When will the new regime be up and running once the Bill is passed? There have been some reports that it will be as late as 2016.
Perhaps there could be clarification of when the Minister believes the new system will be up and running, as it is important it is done soon. It leads to much improved transparency for the customer, first and foremost, and it will ensure that decisions made by banks, particularly about individuals with a heavy debt burden, will be accessible. In the US, people are far more familiar with accessing their credit information and ratings on a regular basis but in Ireland it is something people generally do not do. By rolling out this new process under this Bill, we will have to engage in a consumer education and information programme. I welcome the Minister's statement that the individual will not be charged if an application for an update is made once every 12 months, as that is reasonable. A nominal charge could apply to cover expenses of the Central Bank for more frequent updates. I suggest that the levy applied to banks on credit information providers should not be passed to the consumer in a loan application. This has been done with other fees and it should be made clear to the banks that even if it is a nominal charge to cover the bureau's expenses, it should not be passed on to individual customers in full or in part when there is an application.
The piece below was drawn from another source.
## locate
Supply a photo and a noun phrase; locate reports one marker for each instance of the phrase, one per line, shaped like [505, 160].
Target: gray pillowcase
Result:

The limit is set at €2,000 and anything above that should be checked with the bureau. It is mentioned in section 15 that the limit can be lowered and there has been mention of €500. Money lenders, sub-prime lenders and particular short-term credit providers are prevalent in England and are becoming more prevalent here. These are lending amounts of €200, €300, €400 or €500. It might get some of these lenders out of a bind if they can say that under law, they do not have to check Darragh O'Brien's rating, for example, to see if I am up to my neck in debt. Powers have been provided so that institutions can look at amounts of less than €2,000 but I wonder why there has not been a stipulation that the bureau should be consulted on amounts more than €500.
The National Consumer Agency suggested that spouses, guarantors and executors would be allowed access individuals' information but I warn against that, as it is not appropriate. In his comments, the Minister indicated that should a borrower give consent to an individual, he or she may access the information but I wonder if the Minister is just referring to the institution. For example, if I give written permission to my wife allowing access to information, does that go to the bureau and is it put on its system? How will that work in practice? I welcome the fact that the Minister has not automatically given the right of access to credit scores to spouses, executors or guarantors.
I understand the Data Protection Commissioner has some concerns about personal public service, PPS, numbers appearing on loan applications, and it is intended that the credit bureau will hold such information. The commissioner makes a fair point in that a PPS number is not for the benefit of private or lending institutions so how will that information be protected? What discussions did the Department have with the Data Protection Commissioner, as the office seemed to strenuously oppose banks collecting individuals' PPS numbers?
I have already mentioned consumer education, which is important. I do not intend to delay the Minister as the Finance (No.2) Bill which we will discuss later has much more meat on it.